Sunday 8 June 2014

Capital II, Chapter 17 - Part 3

Marx quotes extensively from William Thompson's “An Inquiry into the Principles of the Distribution of Wealth”, London, 1850, to the effect, however, that this amassed wealth is, in fact, rather insignificant compared with the real wealth of the country, measured by its annual production. The stored up wealth, according to Thompson, amounted to about 3 or 4 years annual production. Were everyone to stop production, and just live off this wealth, then after four years it would have all gone, “at the end of which time, without houses, clothes, or food, they must starve, or become the slaves of those who supported them in the three years idleness. As three years to the life of one healthy generation, say forty years, so is the magnitude and importance of the actual wealth, the accumulated capital of even the wealthiest community, to the productive powers of only one generation; not of what, under judicious arrangements of equal security, they might produce, particularly with the aid of cooperative labour, but of what, under the defective and depressing expedients of insecurity, they do absolutely produce!” (p 327)

Marx then turns to the two forms of reproduction – simple and extended reproduction.

1) Simple Reproduction 


Is where all of the surplus value is consumed unproductively by the capitalist. However, even here, a portion of the surplus value must always exist in the form of money rather than products, for the simple reason that, without money, the capitalist cannot buy the commodities for their personal consumption.

At any one time, a portion of that surplus value will be in the form of commodity-capital, waiting to be sold, and another will be in the form of money, in the hands of the capitalist, waiting to buy articles of consumption. Note that it exists here as money not money-capital. It exists to buy articles of personal consumption, not productive capital.

For simplicity, Marx assumes money is in the form of gold coins, which exchange as a real equivalent value.

The laws, determining how much of this money is required were set out in Capital I, Chapter 3 . It is determined by the value of the money, the quantity and value of commodities to be circulated, the needs for payment, as well as the velocity of circulation of the money, and the need to be able to cater for fluctuations in the above.
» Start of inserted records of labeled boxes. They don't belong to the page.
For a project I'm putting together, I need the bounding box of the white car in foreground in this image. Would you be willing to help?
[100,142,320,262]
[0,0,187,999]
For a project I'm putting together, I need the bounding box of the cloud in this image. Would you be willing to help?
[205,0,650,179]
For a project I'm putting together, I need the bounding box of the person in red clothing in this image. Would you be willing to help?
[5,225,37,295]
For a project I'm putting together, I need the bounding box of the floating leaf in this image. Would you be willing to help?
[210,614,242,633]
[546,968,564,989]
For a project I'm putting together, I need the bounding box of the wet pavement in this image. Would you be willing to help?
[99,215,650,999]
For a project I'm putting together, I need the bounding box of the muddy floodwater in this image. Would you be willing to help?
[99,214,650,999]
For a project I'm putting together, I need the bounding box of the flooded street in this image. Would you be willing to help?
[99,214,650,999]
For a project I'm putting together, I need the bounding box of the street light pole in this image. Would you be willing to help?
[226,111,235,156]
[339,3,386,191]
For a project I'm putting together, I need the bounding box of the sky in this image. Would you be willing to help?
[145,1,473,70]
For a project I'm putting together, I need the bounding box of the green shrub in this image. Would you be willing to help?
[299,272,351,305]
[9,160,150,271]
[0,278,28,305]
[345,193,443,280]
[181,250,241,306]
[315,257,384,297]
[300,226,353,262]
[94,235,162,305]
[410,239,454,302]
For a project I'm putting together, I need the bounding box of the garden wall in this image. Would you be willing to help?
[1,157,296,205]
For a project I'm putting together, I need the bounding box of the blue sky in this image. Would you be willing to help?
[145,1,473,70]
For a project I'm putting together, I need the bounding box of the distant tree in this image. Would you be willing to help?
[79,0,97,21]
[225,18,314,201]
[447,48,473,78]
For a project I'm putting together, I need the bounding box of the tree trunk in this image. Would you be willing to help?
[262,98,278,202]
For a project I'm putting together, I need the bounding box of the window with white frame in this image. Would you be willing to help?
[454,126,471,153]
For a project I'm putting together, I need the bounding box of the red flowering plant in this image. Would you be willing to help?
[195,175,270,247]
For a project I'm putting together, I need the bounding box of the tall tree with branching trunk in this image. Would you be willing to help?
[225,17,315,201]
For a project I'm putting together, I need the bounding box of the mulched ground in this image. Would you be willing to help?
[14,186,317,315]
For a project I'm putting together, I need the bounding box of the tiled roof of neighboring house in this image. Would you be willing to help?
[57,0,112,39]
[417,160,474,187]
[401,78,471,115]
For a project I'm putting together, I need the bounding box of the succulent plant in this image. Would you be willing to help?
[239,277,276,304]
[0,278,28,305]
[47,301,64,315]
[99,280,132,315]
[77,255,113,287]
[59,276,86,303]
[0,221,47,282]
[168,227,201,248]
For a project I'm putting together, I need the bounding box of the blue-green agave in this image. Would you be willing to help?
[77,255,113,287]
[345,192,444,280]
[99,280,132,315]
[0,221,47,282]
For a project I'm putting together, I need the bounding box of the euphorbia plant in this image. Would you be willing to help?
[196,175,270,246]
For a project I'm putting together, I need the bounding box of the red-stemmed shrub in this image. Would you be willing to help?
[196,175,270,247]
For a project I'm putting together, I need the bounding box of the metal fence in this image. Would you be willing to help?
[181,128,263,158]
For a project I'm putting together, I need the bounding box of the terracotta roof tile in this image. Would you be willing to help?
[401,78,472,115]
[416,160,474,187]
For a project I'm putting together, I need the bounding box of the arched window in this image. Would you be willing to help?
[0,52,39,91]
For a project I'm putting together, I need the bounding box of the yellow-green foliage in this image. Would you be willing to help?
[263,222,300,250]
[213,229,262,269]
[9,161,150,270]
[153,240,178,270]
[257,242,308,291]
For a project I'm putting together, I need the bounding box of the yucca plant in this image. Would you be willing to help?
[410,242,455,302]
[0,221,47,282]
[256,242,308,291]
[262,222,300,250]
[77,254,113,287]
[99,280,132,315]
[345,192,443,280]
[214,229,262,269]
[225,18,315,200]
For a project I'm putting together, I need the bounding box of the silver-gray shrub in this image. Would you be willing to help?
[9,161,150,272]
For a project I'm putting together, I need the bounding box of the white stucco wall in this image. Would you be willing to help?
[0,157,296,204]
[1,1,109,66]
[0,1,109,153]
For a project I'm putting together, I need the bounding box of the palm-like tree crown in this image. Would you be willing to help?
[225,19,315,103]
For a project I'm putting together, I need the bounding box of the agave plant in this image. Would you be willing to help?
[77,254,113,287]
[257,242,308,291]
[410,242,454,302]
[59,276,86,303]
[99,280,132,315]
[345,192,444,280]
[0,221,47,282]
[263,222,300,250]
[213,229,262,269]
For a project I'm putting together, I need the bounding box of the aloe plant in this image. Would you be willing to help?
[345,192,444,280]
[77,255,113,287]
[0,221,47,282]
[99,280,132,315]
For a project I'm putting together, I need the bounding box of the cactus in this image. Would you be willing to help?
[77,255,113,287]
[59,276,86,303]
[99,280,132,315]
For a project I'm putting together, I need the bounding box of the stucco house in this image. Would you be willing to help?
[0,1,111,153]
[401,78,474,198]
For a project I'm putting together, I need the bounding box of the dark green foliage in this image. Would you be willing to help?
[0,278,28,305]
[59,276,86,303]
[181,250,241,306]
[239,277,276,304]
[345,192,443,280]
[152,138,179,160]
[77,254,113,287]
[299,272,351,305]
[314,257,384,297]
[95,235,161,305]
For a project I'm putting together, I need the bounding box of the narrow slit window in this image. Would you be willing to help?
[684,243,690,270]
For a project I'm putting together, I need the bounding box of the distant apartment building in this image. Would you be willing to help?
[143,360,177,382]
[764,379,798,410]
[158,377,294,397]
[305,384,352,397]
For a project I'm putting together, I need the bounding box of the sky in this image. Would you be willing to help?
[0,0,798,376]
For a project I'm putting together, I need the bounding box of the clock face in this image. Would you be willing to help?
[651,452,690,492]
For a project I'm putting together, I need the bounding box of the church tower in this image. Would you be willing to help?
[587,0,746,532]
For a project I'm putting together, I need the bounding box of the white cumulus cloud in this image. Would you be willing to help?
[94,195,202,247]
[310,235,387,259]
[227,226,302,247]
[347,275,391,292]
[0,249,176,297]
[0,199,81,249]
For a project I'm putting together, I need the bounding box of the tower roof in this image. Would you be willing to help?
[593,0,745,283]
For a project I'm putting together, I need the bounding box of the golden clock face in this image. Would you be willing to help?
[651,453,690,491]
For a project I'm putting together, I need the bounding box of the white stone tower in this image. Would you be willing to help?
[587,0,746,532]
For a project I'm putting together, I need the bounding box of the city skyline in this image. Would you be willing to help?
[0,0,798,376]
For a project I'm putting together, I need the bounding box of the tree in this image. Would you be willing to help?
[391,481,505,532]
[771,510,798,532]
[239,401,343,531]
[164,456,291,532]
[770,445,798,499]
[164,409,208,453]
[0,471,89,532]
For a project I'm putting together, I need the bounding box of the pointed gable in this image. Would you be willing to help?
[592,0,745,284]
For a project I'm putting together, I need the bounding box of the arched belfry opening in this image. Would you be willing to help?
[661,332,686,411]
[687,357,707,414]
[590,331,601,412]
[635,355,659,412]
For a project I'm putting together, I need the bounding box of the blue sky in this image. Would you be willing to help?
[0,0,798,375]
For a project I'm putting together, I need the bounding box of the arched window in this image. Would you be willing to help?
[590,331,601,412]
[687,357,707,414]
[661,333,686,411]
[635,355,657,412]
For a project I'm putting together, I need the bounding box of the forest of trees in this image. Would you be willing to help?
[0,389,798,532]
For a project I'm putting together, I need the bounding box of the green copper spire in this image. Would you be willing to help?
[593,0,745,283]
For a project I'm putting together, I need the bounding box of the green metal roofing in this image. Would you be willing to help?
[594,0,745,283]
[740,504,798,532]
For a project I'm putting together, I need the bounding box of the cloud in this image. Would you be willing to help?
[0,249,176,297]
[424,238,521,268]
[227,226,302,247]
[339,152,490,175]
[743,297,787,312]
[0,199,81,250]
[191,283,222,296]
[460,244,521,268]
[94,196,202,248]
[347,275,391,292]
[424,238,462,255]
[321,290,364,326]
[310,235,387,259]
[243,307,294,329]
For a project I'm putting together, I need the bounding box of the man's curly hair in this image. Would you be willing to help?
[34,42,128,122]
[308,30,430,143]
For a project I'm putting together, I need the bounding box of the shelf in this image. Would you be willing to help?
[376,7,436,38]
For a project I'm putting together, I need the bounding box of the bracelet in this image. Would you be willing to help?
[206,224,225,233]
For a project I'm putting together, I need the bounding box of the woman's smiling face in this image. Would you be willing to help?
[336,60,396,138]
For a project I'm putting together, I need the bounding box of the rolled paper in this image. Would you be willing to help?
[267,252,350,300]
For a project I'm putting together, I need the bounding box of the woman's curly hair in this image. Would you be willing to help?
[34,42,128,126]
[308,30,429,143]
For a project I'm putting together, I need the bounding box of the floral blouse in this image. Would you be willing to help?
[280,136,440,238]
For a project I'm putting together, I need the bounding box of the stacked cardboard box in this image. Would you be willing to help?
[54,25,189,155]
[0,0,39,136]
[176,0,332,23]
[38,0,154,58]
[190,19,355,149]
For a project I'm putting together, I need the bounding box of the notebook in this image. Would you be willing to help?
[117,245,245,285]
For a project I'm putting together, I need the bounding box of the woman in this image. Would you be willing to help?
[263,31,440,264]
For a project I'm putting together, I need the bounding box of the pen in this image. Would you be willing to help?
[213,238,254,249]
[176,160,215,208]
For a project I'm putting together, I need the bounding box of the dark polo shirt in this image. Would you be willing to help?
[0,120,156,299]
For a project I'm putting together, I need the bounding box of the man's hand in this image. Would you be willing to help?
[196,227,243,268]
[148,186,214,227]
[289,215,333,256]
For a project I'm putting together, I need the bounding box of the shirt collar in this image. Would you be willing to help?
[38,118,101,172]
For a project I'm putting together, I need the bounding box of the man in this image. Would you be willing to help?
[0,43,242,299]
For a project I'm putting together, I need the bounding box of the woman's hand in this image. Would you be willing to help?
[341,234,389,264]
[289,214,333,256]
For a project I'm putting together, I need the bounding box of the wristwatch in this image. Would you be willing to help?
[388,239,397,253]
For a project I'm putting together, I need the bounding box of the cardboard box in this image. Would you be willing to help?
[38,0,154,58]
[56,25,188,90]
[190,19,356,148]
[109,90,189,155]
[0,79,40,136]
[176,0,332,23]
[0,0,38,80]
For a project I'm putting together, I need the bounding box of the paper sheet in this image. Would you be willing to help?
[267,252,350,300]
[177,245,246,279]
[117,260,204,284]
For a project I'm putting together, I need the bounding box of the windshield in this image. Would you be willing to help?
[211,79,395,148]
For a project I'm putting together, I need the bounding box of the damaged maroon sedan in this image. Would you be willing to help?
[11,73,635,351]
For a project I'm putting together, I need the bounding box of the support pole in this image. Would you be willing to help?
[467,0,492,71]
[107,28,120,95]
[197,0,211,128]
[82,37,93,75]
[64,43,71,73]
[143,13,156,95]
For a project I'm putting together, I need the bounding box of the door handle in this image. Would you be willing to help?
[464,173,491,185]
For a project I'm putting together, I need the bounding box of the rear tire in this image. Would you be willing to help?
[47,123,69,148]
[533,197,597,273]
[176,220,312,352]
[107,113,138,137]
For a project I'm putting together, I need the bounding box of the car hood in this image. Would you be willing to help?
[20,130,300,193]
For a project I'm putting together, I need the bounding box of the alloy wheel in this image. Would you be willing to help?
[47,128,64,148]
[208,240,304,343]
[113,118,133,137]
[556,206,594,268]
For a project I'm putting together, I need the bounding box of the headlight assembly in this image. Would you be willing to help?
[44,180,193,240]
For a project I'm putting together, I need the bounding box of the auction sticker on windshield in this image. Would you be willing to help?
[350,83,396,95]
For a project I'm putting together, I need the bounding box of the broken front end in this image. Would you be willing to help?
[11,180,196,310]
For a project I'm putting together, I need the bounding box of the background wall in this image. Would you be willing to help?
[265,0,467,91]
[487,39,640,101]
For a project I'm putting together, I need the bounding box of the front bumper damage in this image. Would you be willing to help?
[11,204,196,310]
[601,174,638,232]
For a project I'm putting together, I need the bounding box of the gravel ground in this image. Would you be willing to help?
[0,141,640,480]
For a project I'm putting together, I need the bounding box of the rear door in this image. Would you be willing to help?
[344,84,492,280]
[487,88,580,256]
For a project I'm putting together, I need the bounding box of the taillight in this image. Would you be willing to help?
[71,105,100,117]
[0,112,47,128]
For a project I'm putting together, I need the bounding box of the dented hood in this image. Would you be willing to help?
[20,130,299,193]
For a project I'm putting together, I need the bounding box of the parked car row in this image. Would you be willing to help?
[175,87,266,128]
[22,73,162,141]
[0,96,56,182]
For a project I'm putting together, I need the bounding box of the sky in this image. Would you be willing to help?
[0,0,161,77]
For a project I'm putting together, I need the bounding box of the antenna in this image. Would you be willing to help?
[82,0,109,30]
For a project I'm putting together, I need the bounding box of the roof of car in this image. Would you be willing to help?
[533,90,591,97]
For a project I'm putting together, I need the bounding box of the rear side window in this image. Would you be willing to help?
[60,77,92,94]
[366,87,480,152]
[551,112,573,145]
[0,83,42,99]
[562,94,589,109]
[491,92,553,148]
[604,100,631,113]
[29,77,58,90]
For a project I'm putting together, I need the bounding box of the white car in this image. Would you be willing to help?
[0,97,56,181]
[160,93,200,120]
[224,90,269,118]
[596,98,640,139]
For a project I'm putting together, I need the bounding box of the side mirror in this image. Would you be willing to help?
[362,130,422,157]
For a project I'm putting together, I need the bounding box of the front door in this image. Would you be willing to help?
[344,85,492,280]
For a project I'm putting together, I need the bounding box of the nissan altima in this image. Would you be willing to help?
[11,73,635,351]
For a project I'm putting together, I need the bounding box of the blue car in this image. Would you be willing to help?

A certain amount of the money supply, therefore, is always itself in circulation, whereas another part is held as hoards and reserves.

“... but the total quantity of money is always equal to the sum of the money hoarded and the money circulating. This quantity of money (quantity of precious metal) is a gradually accumulated hoard of society.” (p 329)

Part of this hoard wears out each year, through usage, and has to be replaced. Countries, that produce commodities, sell them to countries that produce gold. The gold received in exchange can then be minted into coins.

“However, this international character of the transaction conceals its simple course. In order to reduce the problem to its simplest and most lucid expression, it must be assumed that the production of gold and silver takes place in that particular country itself, that therefore the production of gold and silver constitutes a part of the total social production within every country.” (p 330)

The production of gold must be at least equal to what is required to replace the worn out coins, plus what is required for jewellery etc. But, also, each year, the quantity of commodities produced and circulated increases. Even allowing for the fact that the value of each individual commodity tends to fall, the total amount of value circulated tends to rise, which is nothing more than to say that each year the total amount of social labour-time expended tends to to rise. Consequently, the amount of gold production must be enough to ensure the additional minting of coins, to circulate this additional value. The countervailing force to this would be if the velocity of circulation of the money rose, so that less of it was required to circulate a given amount of value.

A portion of available social labour-time must then be devoted to the production of gold to use as money. It can be seen why capital views this as an overhead cost, and looks to alternatives to precious metals, to act as money.